Paranou Dimitra, Chatzigoulas Alexios, Cournia Zoe
Biomedical Research Foundation, Academy of Athens, Athens 11527, Greece.
Department of Informatics and Telecommunications, National and Kapodistrian University of Athens, Athens 15784, Greece.
Bioinform Adv. 2024 May 28;4(1):vbae078. doi: 10.1093/bioadv/vbae078. eCollection 2024.
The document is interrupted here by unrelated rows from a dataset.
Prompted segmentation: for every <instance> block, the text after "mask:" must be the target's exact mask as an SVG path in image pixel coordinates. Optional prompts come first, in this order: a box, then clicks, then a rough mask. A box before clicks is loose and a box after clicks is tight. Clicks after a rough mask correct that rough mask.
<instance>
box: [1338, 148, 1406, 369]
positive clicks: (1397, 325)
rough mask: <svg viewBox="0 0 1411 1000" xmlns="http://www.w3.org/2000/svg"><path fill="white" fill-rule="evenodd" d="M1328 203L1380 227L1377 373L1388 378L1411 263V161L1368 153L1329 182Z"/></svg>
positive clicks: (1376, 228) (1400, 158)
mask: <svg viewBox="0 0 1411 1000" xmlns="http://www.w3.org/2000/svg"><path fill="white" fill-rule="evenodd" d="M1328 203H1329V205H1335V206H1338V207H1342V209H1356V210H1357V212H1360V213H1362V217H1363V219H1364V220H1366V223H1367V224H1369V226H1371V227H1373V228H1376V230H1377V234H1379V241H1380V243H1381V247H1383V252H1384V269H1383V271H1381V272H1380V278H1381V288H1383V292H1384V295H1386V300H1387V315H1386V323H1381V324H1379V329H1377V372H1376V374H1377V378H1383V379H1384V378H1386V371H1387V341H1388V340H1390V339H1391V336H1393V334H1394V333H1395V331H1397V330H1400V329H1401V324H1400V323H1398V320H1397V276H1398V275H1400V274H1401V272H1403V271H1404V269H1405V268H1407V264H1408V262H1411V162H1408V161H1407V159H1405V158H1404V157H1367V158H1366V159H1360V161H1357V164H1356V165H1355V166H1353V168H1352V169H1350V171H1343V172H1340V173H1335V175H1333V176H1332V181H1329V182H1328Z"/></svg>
Characterizing interactions at the protein-membrane interface is crucial as abnormal peripheral protein-membrane attachment is involved in the onset of many diseases. However, a limiting factor in studying and understanding protein-membrane interactions is that the membrane-binding domains of peripheral membrane proteins (PMPs) are typically unknown. By applying artificial intelligence techniques in the context of natural language processing (NLP), the accuracy and prediction time for protein-membrane interface analysis can be significantly improved compared to existing methods. Here, we assess whether NLP and protein language models (pLMs) can be used to predict membrane-interacting amino acids for PMPs.
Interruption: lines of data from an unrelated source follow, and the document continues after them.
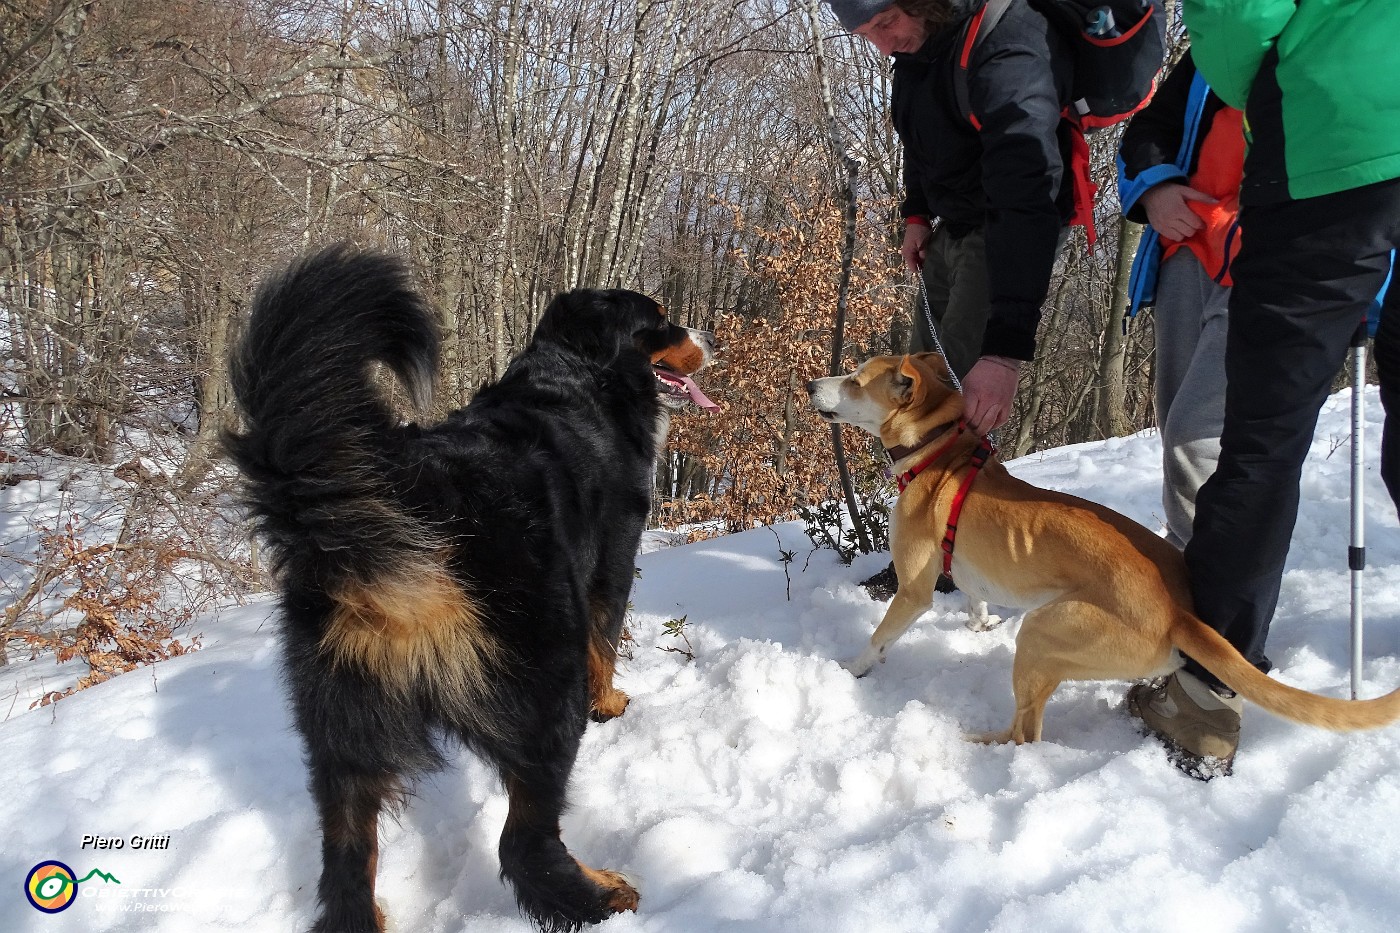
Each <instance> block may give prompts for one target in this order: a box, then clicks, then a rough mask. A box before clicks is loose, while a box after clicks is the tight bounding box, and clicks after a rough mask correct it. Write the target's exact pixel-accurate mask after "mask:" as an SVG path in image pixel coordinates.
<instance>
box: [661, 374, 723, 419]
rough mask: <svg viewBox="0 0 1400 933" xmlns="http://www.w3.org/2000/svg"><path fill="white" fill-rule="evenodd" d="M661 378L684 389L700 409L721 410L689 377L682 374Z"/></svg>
mask: <svg viewBox="0 0 1400 933" xmlns="http://www.w3.org/2000/svg"><path fill="white" fill-rule="evenodd" d="M661 378H664V380H665V381H668V382H672V384H673V385H679V387H680V388H683V389H685V391H686V395H689V396H690V401H692V402H694V403H696V405H699V406H700V408H703V409H706V410H707V412H718V410H720V406H718V405H715V403H714V402H711V401H710V399H708V398H707V396H706V394H704V392H701V391H700V387H699V385H696V381H694V380H693V378H690V377H689V375H682V374H680V373H661Z"/></svg>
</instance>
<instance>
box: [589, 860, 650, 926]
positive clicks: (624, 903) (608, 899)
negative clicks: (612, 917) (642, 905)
mask: <svg viewBox="0 0 1400 933" xmlns="http://www.w3.org/2000/svg"><path fill="white" fill-rule="evenodd" d="M574 862H577V863H578V869H580V871H582V873H584V877H585V878H588V880H589V881H592V883H594V884H596V885H598V887H599V888H603V890H605V891H608V894H606V897H605V899H603V904H605V905H606V908H608V909H609V911H612V912H613V913H622V912H623V911H633V912H636V909H637V904H640V902H641V895H640V894H637V888H634V887H631V885H630V884H627V878H624V877H622V876H620V874H619V873H616V871H608V870H606V869H589V867H588V866H587V864H584V863H582V862H578V859H574Z"/></svg>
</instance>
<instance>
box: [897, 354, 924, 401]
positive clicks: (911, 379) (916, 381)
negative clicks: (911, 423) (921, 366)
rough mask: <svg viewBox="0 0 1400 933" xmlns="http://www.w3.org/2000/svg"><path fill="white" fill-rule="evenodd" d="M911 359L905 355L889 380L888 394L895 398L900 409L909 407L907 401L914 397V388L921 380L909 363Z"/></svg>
mask: <svg viewBox="0 0 1400 933" xmlns="http://www.w3.org/2000/svg"><path fill="white" fill-rule="evenodd" d="M911 359H913V357H910V356H909V353H906V354H904V359H902V360H900V361H899V368H897V370H895V373H893V375H890V380H889V387H890V394H892V395H893V396H895V402H896V403H897V405H899V406H900V408H903V406H904V405H909V399H911V398H913V396H914V387H917V385H918V381H920V380H921V378H923V374H921V373H920V371H918V370H917V368H914V366H913V363H911V361H910V360H911Z"/></svg>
We utilize available experimental data and generate protein embeddings from two pLMs (ProtTrans and ESM) to train classifier models. Overall, the results demonstrate the first proof of concept study and the promising potential of using deep learning and pLMs to predict protein-membrane interfaces for PMPs faster, with similar accuracy, and without the need for 3D structural data compared to existing tools.
The code is available at https://github.com/zoecournia/pLM-PMI. All data are available in the Supplementary material.
表征蛋白质 - 膜界面的相互作用至关重要,因为外周蛋白与膜的异常附着与许多疾病的发生有关。然而,研究和理解蛋白质 - 膜相互作用的一个限制因素是外周膜蛋白(PMPs)的膜结合结构域通常未知。通过在自然语言处理(NLP)的背景下应用人工智能技术,与现有方法相比,蛋白质 - 膜界面分析的准确性和预测时间可以得到显著提高。在这里,我们评估NLP和蛋白质语言模型(pLMs)是否可用于预测PMPs与膜相互作用的氨基酸。
我们利用现有的实验数据,并从两个pLMs(ProtTrans和ESM)生成蛋白质嵌入来训练分类器模型。总体而言,结果证明了第一个概念验证研究,以及使用深度学习和pLMs更快地预测PMPs的蛋白质 - 膜界面的潜力,与现有工具相比,具有相似的准确性,且无需3D结构数据。